Where do you need to go, and how do you get there? Read the following article about orientation and mobility, and begin to plan your access to this crucial service as far ahead of time as possible.

By Kristen Witucki on Thursday, Nov 30, 2017

Contact the state commission for the blind and visually impaired or state rehabilitation department or a local rehabilitation agency as soon as possible to schedule orientation and mobility instruction for getting around the college campus.

The information center at your college can provide you with a campus map and more detailed information on specific buildings. Ask for a print copy of this map to give to your orientation and mobility instructor. Depending on how large your college is, you may need several sessions before you are familiar with the most important areas of the campus. You may also need to schedule additional orientation and mobility instruction once you have registered for classes and know what buildings and classes you need to access.

Arriving on Campus

Plan to arrive on campus as early as your college will allow.

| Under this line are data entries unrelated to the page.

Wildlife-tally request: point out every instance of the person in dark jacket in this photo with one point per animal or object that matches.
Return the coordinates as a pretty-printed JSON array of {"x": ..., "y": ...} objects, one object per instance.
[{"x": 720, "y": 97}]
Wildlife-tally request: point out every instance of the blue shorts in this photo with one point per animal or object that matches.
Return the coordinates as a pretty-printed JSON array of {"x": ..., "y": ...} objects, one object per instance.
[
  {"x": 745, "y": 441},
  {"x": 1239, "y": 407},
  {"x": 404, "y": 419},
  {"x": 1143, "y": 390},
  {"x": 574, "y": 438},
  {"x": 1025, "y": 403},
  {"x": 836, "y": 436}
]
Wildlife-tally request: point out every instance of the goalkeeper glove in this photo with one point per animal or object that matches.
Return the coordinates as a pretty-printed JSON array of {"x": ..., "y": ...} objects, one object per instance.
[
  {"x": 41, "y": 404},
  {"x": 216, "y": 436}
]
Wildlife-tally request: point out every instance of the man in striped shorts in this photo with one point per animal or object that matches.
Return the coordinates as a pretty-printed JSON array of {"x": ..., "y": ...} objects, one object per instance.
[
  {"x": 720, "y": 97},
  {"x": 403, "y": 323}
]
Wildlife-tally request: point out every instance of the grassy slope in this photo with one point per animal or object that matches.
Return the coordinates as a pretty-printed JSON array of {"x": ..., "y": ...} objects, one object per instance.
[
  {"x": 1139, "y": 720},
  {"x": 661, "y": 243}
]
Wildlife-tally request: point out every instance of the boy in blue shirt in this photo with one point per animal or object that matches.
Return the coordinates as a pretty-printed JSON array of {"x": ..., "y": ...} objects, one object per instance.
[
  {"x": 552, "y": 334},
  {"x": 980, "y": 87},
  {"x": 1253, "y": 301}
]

Use the time to get comfortable in your new environment. With your orientation and mobility instructor, start with a general orientation to the campus and the surrounding areas, making sure you are familiar with these buildings and areas before the first day of classes:

  • General layout of campus and neighborhood, including names of streets and surrounding neighborhoods
  • Information center
  • Your dormitory (including your room, cafeteria, laundry room, bathroom, showers, etc.)
  • Office of students with disabilities
  • Office of the registrar (for such tasks as registering, paying tuition, dropping and adding classes)
  • College bookstore
  • Library
  • Student center (including rest rooms, lounges, study areas, and cafeterias)
  • Academic advisor's office
  • Local shops and restaurants (convenience stores, pharmacies, delicatessens, supermarkets, and so forth).